CVCA injects some fresh ideas into the federal election campaign
A few hours ago, the Canadian Venture Capital & Private Equity Association announced some modest and practical suggestions for our elected officials to consider as they make the final push towards the October 14th federal vote. Over the past four months, a subcommittee of the CVCA reviewed a variety of ideas and initiatives that could directly stimulate the ongoing crisis in the Canadian venture capital and start-up community. You’ve read about it here for months (see prior posts, ending with “Solving the Start-up & VC malaise part 2” February 6-08).
We took the best ideas, and approved them at the CVCA board of directors last month. There were other worthy concepts, but we didn’t want to approach the federal political parties with a list on unmanageable concepts. The key problems were are trying to solve are: one, the lack of early stage capital for emerging growth companies; and two, the paucity of potential institutional investors for the funds that make or break these new technology and lifescience firms.
Here are the four key recommendations:
1. Enhance the existing SR&ED program for private companies. Rather than get $1 back for every $1 of allowable R&D, companies would get $1.50. What better way to get money into the coffers of emerging companies that are trying to commercialize and sell their technologies, life science, biotech or clean tech discoveries.
2. Launch a $300 million fund of fund program, to be managed by a third party. You’ve read about these initiatives by the provincial governments of Alberta, British Columbia and Ontario. It’s time that the federal government got into the game. And (speaking for myself) not in the way that the Business Development Bank is trying to do with the $75 million that was earmarked in the last federal budget. This program needs a legitimate 3rd party to manage the program, and 100% of the funds should go into seed stage and venture capital-type funds, unlike the Ontario MRI Fund which might see up to 60% of that capital go into private equity mandates (see prior post “MRI Fund rumors come true” June 11-08).

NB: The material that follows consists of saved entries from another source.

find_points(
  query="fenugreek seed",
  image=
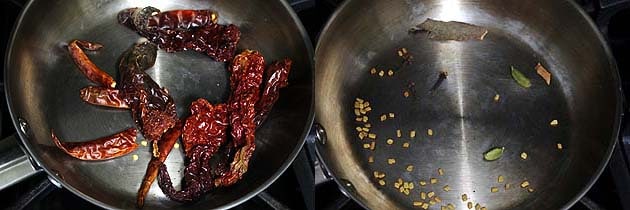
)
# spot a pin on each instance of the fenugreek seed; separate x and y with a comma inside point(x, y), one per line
point(391, 161)
point(494, 189)
point(524, 184)
point(437, 199)
point(434, 180)
point(450, 206)
point(446, 188)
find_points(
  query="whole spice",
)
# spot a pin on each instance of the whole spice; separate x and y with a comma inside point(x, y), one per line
point(100, 149)
point(493, 154)
point(520, 78)
point(89, 69)
point(276, 77)
point(543, 73)
point(197, 31)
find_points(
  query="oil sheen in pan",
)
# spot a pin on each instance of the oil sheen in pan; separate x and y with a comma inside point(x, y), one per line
point(464, 118)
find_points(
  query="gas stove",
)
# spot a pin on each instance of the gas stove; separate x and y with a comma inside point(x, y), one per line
point(304, 185)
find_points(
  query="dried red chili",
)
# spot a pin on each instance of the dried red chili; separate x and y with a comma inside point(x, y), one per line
point(87, 67)
point(165, 145)
point(246, 75)
point(152, 107)
point(100, 149)
point(103, 97)
point(204, 132)
point(196, 31)
point(276, 77)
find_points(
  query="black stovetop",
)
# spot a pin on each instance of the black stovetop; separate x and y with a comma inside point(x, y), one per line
point(611, 191)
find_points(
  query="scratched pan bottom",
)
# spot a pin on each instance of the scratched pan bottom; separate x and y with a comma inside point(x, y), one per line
point(583, 96)
point(465, 122)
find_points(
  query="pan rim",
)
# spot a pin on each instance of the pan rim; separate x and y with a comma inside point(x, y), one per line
point(285, 165)
point(615, 129)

3. Encourage large corporations to become limited partners in seed-stage and venture capital funds. Too few firms have taken the path that Research In Motion and Royal Bank did with the BlackBerry Partners Fund, for example (see prior post “BlackBerry Partners Fund a coup for JLA and RBC” May 12-08). Allow them to deduct for income tax purposes whatever they invest in a V.C. fund, just as they can currently deduct their own internal R&D spend.

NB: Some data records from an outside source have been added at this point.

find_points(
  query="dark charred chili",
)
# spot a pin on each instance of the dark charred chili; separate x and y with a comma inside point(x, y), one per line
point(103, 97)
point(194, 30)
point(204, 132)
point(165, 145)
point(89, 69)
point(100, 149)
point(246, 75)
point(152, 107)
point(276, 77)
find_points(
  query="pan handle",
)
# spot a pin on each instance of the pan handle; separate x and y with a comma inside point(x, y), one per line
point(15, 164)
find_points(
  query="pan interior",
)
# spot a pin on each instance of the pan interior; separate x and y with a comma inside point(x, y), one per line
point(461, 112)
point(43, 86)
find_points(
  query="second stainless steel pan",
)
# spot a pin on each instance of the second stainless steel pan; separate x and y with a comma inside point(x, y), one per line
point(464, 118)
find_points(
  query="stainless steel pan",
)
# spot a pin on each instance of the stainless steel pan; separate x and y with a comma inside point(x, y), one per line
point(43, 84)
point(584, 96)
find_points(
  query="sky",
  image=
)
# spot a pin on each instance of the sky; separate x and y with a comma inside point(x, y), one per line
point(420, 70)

4. Allow domestic and foreign multinationals to count their limited partnership commitments to a seed-stage or V.C. fund as an IRB (Industrial Regional Benefit). Right now, a large aerospace firm needs to scour the nation in the hopes of finding someone to make rivets or noise-dampening material. What better way to turn us from a nation of wood hewers to software developers than to treat the two on the same playing field?
A special thanks to everyone on the CVCA for rallying together to get this out the door at a crucial time. Between 2002-2007, early stage V.C. funding dropped 42% in Canada, and overall V.C. investment is down 30%. Ontario’s dramatic drop in attracting venture capital dollars mirrors the decline in money invested by the local labour-sponsored fund industry. Since Ontario Finance Minister Dwight Duncan has firmly resisted re-opening the 2005 decision to kill that industry, it is time to find new tools to avert the crisis that is currently underway.
Here are four ideas for the federal government to take to heart.